Każda z części cyklu zawiera w sobie przynajmniej jeden, wyjątkowy obraz, który przyszywa nasze spojrzenie do powierzchni. To wyciągnięte z filmu punctum stanowi istotny moment, od którego wychodzi nasze spojrzenie, i w którym rozpoczyna się nowe życie obrazu. Niezależnie czy będą to zakrwawione uda, zamazane oczy wpisane w krawędź kadru, samotna postać siedząca na skraju łóżka, czy ukryta w oknie twarz, każde z nich uderza nas niepojętą rozpaczą lub melancholią, samotnością albo cierpieniem. W wielu miejscach, w których kompozycja dochodzi do krawędzi kadru lub ją rozsadza to doświadczenie jest jeszcze silniejsze być może, jak pisała J.Kristeva o Chrystusie z obrazu Pasja Holbeina, to osamotnienie – fakt kompozycyjny – obarcza obraz nadmiernym ciężarem melancholii, bardziej niż robią to rysunek i kolor.
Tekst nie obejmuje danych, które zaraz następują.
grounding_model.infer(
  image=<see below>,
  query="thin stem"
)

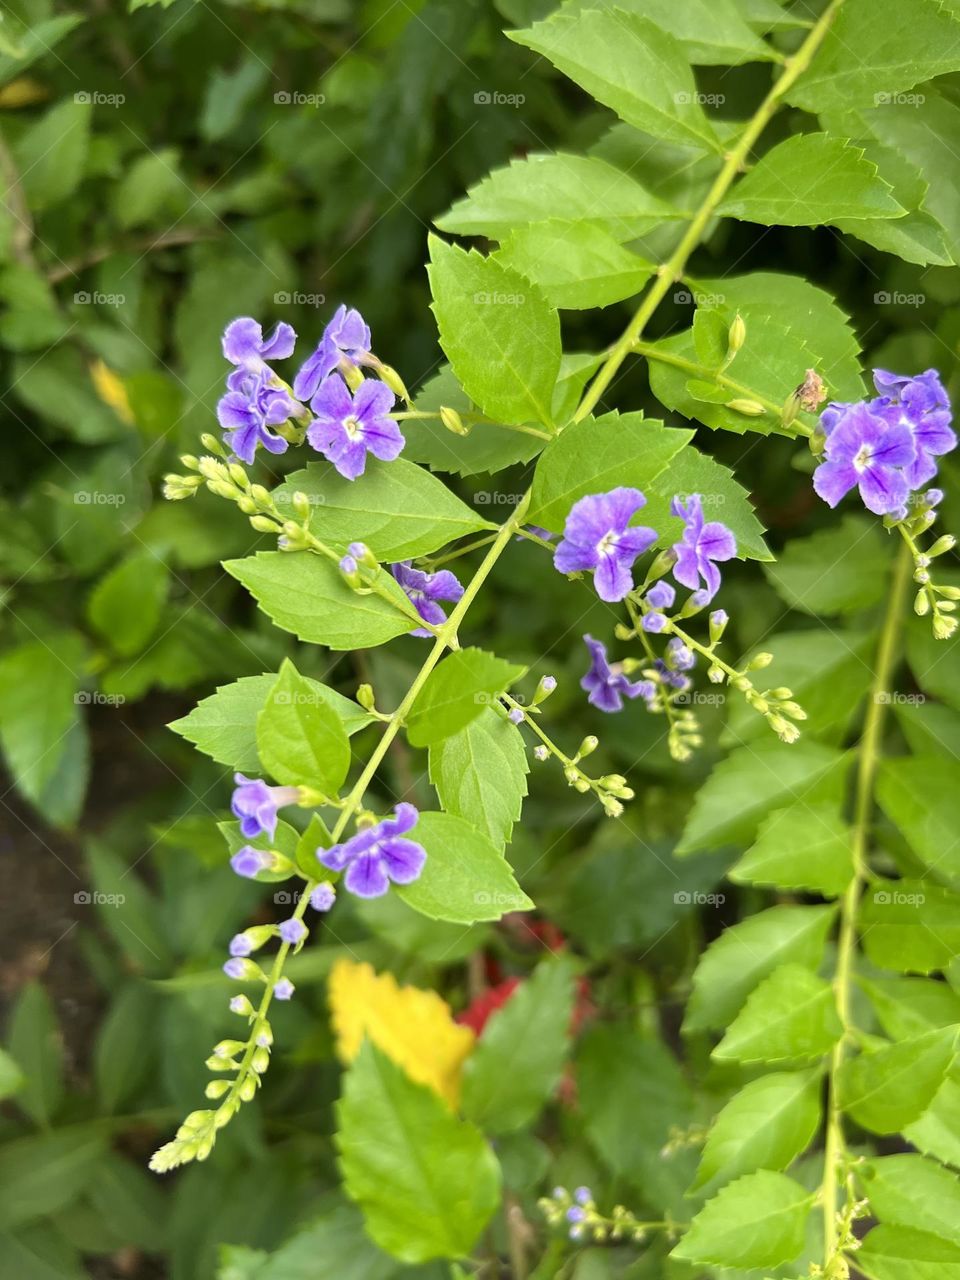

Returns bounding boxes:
[573,0,846,425]
[820,539,912,1268]
[391,409,553,442]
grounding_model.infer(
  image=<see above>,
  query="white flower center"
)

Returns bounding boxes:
[343,414,362,440]
[597,530,620,555]
[853,444,873,473]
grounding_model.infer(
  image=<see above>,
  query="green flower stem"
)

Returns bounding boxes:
[391,409,554,441]
[426,532,501,569]
[573,0,846,425]
[630,340,813,436]
[820,538,912,1270]
[218,497,532,1120]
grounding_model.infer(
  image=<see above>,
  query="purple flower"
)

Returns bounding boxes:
[222,317,297,385]
[307,374,402,480]
[541,675,557,692]
[390,561,464,637]
[581,635,654,714]
[873,368,956,489]
[229,933,253,957]
[218,370,296,465]
[667,637,695,671]
[274,978,295,1001]
[654,658,688,691]
[279,918,306,946]
[310,882,336,912]
[554,489,657,603]
[671,495,736,600]
[223,957,247,980]
[645,581,675,610]
[318,803,426,899]
[232,774,300,841]
[508,707,524,725]
[641,612,667,633]
[813,401,916,516]
[574,1187,592,1205]
[230,847,272,879]
[293,305,371,402]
Doświadczenie pojedynczej fotografii jest niezwykle silne, ale dopiero całość zbioru i narracja całego cyklu stawia nas wobec niekończącego się doświadczenia cierpienia i samotności. Oglądane z dystansu tableau wydają się bezpieczne, chociaż rozedrgana powierzchnia niemal abstrakcyjnych kompozycji zdradza oznaki nieznośnego natręctwa obrazów. Kolor poprzez swoją intensywność, a często i zachłanność nabiera symbolicznego znaczenia, wzmagając dramatyzm fotograficznych tableau. Bliskość ujawnia ich właściwą, uporządkowaną strukturę utkaną z pojedynczych kadrów oddzielonych od siebie wyraźną granicą.